I leaned on the edge of the railing while a couple of elderly bird watchers mounted the stairs to join me, looking out at Tatoosh island. Even if they were not there, I would not have reacted differently. I was done with shouting. I did not feel the need. All I wanted then, at journey’s end, was to sit quietly for awhile. And so I did. Then, when I was ready, I started back.
In the parking lot, I dropped my pack, put down my walking sticks, and sat myself on the pavement. Now, the first chapter of my journey, had ended. I had fulfilled the guidelines of the experiment, of which there had been two for this portion.

1. To never ride in any motorized vehicle.
2. To accept what I am offered with gratitude.

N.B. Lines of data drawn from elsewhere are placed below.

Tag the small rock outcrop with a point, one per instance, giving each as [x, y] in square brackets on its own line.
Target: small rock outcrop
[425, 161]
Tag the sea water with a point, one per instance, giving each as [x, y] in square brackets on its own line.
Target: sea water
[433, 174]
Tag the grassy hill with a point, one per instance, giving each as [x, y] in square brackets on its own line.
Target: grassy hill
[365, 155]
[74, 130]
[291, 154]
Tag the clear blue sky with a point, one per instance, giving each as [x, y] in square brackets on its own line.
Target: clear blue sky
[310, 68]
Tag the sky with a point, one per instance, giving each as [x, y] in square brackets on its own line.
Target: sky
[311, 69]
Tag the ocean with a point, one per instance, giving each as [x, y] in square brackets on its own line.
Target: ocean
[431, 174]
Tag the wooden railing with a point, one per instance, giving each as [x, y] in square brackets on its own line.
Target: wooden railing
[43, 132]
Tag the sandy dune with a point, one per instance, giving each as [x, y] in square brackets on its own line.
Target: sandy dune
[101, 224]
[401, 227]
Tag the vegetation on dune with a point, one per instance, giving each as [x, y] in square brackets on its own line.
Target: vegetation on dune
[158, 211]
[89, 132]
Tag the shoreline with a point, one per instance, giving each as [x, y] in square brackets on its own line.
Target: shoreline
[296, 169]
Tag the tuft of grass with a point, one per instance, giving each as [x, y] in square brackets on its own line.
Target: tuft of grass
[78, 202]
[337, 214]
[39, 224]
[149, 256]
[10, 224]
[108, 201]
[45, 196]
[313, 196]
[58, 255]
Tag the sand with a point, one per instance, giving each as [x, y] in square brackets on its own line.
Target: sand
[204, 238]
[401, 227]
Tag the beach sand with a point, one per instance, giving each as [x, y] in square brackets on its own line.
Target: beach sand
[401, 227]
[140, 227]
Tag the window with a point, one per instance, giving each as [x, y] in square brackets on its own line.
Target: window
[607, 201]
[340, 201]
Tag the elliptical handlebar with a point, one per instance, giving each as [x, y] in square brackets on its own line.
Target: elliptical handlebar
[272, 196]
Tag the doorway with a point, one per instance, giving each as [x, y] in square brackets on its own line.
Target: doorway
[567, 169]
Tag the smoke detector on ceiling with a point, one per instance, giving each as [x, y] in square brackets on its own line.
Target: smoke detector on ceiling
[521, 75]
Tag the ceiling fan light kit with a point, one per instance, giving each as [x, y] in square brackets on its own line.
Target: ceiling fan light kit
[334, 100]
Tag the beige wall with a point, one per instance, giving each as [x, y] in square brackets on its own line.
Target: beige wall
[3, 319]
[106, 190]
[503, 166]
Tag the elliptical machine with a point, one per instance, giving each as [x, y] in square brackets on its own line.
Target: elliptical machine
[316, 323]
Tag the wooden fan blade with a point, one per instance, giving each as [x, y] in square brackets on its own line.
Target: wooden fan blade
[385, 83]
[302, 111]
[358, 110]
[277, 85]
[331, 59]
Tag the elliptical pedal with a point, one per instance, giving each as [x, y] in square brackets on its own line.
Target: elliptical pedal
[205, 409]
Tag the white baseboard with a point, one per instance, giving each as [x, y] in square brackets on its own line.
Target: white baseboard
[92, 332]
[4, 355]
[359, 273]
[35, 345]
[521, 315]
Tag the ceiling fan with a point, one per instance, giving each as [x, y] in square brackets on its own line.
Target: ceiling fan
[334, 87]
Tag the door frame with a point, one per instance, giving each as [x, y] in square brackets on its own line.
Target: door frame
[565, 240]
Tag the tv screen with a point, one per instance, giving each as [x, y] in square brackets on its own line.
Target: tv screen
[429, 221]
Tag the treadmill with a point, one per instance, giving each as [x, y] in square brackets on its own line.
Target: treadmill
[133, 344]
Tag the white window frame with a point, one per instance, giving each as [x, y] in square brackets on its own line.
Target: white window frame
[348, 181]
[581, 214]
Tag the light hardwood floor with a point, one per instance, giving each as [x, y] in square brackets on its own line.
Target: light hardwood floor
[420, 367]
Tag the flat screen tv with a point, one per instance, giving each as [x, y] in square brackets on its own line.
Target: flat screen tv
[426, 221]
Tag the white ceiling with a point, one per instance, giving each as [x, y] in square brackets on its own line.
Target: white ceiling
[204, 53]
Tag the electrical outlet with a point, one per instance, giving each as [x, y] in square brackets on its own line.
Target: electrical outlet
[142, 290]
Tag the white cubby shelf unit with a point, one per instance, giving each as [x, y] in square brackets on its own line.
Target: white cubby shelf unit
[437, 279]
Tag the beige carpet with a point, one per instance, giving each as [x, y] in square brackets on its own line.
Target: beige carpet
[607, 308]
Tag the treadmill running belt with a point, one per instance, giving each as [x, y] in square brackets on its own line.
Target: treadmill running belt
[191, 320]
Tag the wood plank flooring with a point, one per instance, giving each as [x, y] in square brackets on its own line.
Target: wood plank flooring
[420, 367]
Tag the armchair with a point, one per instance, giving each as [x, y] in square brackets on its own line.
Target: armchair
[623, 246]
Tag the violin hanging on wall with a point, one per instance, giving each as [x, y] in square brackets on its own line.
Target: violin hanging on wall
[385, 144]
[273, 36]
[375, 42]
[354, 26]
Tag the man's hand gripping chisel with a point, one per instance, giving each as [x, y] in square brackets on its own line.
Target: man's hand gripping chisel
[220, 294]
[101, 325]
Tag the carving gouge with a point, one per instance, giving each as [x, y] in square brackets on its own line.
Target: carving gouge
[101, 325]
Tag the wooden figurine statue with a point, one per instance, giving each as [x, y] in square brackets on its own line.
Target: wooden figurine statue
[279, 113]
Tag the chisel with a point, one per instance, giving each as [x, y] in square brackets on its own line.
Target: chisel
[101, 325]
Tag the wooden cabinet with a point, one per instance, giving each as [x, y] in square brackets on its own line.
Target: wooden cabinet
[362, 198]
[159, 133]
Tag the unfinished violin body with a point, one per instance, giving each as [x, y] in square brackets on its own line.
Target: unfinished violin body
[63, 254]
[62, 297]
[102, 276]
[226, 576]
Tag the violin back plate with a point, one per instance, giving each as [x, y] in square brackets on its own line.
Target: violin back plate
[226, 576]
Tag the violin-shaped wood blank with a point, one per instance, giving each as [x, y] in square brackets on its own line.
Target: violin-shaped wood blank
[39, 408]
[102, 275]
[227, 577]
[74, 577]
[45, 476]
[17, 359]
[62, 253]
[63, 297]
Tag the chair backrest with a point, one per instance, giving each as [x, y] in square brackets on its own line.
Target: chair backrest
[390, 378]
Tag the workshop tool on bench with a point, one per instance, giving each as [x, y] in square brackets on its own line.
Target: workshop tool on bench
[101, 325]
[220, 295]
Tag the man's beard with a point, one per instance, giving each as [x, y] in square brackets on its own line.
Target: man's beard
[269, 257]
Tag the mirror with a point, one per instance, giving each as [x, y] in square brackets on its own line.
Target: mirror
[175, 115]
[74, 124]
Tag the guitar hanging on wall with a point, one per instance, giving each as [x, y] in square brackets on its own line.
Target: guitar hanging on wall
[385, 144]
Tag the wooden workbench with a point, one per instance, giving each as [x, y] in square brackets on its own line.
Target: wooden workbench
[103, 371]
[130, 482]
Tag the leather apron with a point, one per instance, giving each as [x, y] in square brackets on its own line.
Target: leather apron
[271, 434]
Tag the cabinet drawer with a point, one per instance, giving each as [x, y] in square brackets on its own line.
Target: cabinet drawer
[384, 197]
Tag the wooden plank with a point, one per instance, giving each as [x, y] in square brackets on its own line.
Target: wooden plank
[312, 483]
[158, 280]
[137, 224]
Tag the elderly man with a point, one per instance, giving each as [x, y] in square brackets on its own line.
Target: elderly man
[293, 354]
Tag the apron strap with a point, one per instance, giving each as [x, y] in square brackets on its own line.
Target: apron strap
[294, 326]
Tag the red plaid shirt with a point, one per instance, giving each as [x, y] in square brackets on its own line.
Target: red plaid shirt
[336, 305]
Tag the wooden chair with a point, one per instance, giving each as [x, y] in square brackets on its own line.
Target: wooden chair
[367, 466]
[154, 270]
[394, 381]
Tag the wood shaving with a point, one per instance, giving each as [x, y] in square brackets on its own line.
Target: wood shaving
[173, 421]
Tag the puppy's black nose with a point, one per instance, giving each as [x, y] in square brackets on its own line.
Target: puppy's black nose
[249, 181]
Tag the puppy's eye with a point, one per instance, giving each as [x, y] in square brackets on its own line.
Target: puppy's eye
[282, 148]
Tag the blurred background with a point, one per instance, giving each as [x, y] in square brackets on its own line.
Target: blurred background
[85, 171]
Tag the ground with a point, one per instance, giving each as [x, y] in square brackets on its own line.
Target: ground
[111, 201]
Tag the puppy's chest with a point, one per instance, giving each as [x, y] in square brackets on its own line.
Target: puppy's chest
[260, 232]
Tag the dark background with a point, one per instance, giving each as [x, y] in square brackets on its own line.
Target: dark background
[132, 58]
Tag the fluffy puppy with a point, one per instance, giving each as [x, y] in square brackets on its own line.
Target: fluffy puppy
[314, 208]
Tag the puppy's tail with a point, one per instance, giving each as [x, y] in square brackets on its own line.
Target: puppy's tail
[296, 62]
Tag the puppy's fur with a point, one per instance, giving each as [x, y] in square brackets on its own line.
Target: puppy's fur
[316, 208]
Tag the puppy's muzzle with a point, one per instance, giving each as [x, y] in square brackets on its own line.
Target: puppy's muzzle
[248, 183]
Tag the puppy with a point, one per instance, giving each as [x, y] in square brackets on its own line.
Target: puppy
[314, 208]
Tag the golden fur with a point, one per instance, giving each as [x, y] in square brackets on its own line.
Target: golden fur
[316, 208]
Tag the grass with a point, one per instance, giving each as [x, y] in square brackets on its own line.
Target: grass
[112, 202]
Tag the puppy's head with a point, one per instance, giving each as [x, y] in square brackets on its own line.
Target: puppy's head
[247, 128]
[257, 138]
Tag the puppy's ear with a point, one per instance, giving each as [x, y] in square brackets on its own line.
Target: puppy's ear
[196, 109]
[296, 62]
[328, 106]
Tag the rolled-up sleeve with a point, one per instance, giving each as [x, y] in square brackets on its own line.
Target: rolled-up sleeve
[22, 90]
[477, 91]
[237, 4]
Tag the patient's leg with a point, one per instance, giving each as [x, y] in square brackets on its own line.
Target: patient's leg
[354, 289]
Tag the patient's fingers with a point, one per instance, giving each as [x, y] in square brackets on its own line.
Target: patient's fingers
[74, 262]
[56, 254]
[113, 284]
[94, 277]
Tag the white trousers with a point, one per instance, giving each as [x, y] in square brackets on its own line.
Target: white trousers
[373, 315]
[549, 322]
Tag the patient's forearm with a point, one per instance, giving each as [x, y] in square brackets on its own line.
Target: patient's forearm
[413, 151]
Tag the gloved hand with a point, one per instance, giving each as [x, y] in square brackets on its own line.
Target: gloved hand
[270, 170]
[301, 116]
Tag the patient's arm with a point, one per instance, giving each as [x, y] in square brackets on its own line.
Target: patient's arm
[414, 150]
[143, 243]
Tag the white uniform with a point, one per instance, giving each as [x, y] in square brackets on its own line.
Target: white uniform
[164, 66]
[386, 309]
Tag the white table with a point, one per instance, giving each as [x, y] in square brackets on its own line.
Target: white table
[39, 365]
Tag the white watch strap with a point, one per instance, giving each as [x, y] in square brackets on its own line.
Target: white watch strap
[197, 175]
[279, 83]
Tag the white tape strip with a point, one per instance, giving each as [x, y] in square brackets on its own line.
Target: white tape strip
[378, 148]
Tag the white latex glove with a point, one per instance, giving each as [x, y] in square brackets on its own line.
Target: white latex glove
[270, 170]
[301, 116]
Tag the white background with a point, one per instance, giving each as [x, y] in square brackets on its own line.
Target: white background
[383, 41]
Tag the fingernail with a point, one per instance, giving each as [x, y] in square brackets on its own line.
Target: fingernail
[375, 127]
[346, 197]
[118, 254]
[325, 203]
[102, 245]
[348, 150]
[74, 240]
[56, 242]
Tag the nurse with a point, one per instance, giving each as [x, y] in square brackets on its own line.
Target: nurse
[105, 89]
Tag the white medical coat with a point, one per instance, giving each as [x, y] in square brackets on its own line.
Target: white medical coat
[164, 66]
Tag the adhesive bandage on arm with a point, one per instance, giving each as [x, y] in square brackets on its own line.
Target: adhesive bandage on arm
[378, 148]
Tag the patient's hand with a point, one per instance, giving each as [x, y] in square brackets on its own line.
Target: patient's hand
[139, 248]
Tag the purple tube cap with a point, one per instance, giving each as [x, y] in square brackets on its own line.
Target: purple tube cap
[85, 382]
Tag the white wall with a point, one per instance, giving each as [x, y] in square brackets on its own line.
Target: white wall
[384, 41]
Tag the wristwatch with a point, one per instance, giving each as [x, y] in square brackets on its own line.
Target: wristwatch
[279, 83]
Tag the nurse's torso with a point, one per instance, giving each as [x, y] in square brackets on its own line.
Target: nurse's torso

And I had refined my ending till there was nothing more to whittle off. There was nowhere else to walk to. Now was the uncertainty of a new journey before me. Am I to go east? To the Atlantic? To Maine? To Florida? Or Canada? Or south again home? And how long will that take? What if I reach my thirties and still I walk? Or forties? Would that still be alright? Even if it were alone? Even if my most intense experiences are unshared? Even if I am not sure they ever were?
Around me, more cars had come, and the passengers went about, indifferent to my quiet existential crisis.
I sat there a long time, leaving only when the daylight hastened out and I could not stay crouched on the tar. The last cars left the cape, and I put on my pack and walked.

Three days later I was in Port Angeles, where I bought a ferry ticket for Victoria, British Columbia, and then another from there to Seattle, where I will pass the winter. There is much to think about, and figure, for what will come with the spring.